The emotional work is an interior technical skill: to listen, despite being flooded. The “communication problems” turns out to be, as often, a nervous-system problem- two persons in a frenzy, each feeling threatened, and each one wants to be understood. Relationship research advice focuses on learning to calm down, to slow down, and to take breaks before the brain has a tantrum and the complaint of the partner can be heard without having to turn into a courtroom. It is not a personality makeover; it is a practice undertaken in a real time, with pressure, where each individual would have preferred to win than remain associated.
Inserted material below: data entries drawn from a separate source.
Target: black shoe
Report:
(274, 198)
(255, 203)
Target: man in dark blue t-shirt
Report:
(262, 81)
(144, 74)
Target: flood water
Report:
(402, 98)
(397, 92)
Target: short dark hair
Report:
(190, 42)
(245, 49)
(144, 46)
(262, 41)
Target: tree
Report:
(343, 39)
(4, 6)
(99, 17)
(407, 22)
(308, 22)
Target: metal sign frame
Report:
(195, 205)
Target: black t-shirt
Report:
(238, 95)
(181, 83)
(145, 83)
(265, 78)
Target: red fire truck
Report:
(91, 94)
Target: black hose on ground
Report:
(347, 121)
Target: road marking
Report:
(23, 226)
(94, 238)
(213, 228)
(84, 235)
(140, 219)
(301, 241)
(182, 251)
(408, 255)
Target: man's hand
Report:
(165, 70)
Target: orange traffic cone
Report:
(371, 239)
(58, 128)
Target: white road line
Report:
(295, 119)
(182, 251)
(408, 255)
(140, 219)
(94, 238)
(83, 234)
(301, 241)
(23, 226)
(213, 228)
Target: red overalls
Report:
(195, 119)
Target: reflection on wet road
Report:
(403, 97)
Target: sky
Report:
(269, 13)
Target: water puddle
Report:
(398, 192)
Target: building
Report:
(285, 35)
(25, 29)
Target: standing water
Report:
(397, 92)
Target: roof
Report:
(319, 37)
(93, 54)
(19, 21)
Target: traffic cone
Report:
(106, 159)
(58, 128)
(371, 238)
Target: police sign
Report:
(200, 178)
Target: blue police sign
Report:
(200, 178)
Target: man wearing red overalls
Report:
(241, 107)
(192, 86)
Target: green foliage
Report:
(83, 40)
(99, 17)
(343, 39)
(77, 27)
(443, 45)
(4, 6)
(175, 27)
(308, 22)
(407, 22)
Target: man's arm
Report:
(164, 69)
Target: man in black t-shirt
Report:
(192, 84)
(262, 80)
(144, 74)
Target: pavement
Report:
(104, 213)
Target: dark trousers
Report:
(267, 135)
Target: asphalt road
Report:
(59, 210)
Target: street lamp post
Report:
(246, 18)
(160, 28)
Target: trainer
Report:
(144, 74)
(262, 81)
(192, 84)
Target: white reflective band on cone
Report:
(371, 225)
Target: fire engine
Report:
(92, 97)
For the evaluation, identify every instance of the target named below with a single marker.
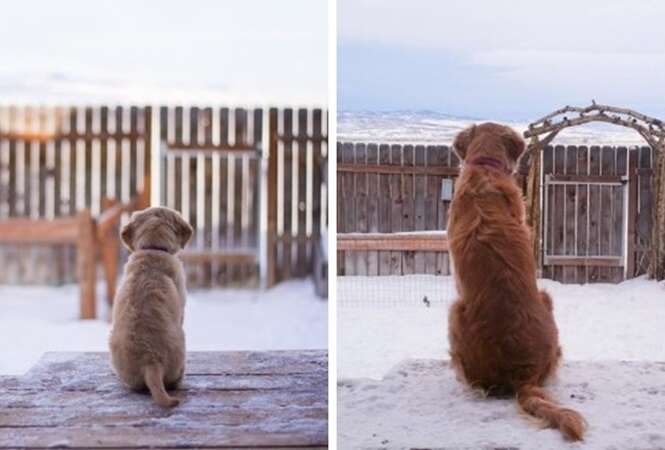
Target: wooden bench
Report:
(229, 399)
(434, 241)
(95, 240)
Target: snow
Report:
(427, 127)
(384, 320)
(419, 404)
(34, 320)
(396, 390)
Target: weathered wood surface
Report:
(57, 161)
(229, 399)
(392, 189)
(429, 242)
(420, 404)
(585, 192)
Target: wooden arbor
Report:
(543, 131)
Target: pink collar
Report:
(490, 161)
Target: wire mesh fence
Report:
(417, 290)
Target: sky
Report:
(511, 60)
(169, 50)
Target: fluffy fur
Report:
(147, 340)
(503, 337)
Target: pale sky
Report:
(243, 50)
(500, 59)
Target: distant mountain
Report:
(440, 128)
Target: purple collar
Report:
(490, 161)
(156, 248)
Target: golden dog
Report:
(147, 340)
(503, 338)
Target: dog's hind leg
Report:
(455, 327)
(546, 299)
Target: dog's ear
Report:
(183, 230)
(463, 140)
(127, 235)
(514, 143)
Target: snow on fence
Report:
(596, 202)
(244, 178)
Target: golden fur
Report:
(503, 338)
(147, 340)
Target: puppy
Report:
(147, 340)
(503, 338)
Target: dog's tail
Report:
(154, 378)
(535, 401)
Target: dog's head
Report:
(489, 139)
(156, 228)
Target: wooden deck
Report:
(230, 399)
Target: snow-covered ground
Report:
(34, 320)
(396, 389)
(382, 321)
(429, 127)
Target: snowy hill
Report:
(433, 127)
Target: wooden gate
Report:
(210, 162)
(591, 213)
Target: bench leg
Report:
(87, 265)
(110, 250)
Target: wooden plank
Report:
(389, 169)
(319, 177)
(548, 205)
(395, 195)
(271, 258)
(582, 214)
(385, 209)
(618, 210)
(360, 206)
(235, 258)
(348, 213)
(631, 236)
(58, 231)
(420, 187)
(287, 207)
(230, 400)
(408, 206)
(570, 200)
(596, 261)
(301, 202)
(608, 166)
(87, 267)
(429, 242)
(578, 179)
(644, 220)
(558, 226)
(372, 207)
(594, 212)
(432, 193)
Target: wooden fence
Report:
(597, 213)
(214, 168)
(391, 189)
(55, 162)
(596, 202)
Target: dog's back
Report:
(507, 326)
(502, 333)
(147, 316)
(147, 340)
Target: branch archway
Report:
(543, 131)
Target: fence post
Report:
(271, 258)
(632, 214)
(87, 267)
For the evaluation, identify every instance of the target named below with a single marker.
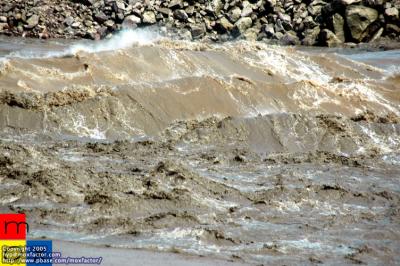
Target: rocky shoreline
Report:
(293, 22)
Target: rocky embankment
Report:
(307, 22)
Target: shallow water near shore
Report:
(244, 151)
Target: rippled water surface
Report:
(245, 151)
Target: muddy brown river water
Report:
(243, 151)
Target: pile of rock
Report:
(308, 22)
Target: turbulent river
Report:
(243, 151)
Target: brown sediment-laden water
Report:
(244, 151)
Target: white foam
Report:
(121, 40)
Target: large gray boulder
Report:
(149, 17)
(358, 19)
(329, 38)
(242, 25)
(338, 26)
(32, 22)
At this point, in the household labor, the abstract ideals run against the quantifiable work. Not merely chores, chores carry with them the weight of respect and power and whose attention will be considered the default safety net. Execution is not the only division performed by systems such as Fair Play, which also tries to separate what is referred to as “conception, planning, and execution,” since even remembering appointments, foresight and keeping track of supplies may be more tiring than the actual job performance. It is hardly ever a single load of laundry friction; it is whether one partner becomes the project manager of the other, and what happens when the standards of what is clean, done, or enough are not congruent. In most households, resentment does not come in a loud manner. It is accrued in terms of unclaimed duties, unspoken obligations, and silent record keeping of who must be available when needed.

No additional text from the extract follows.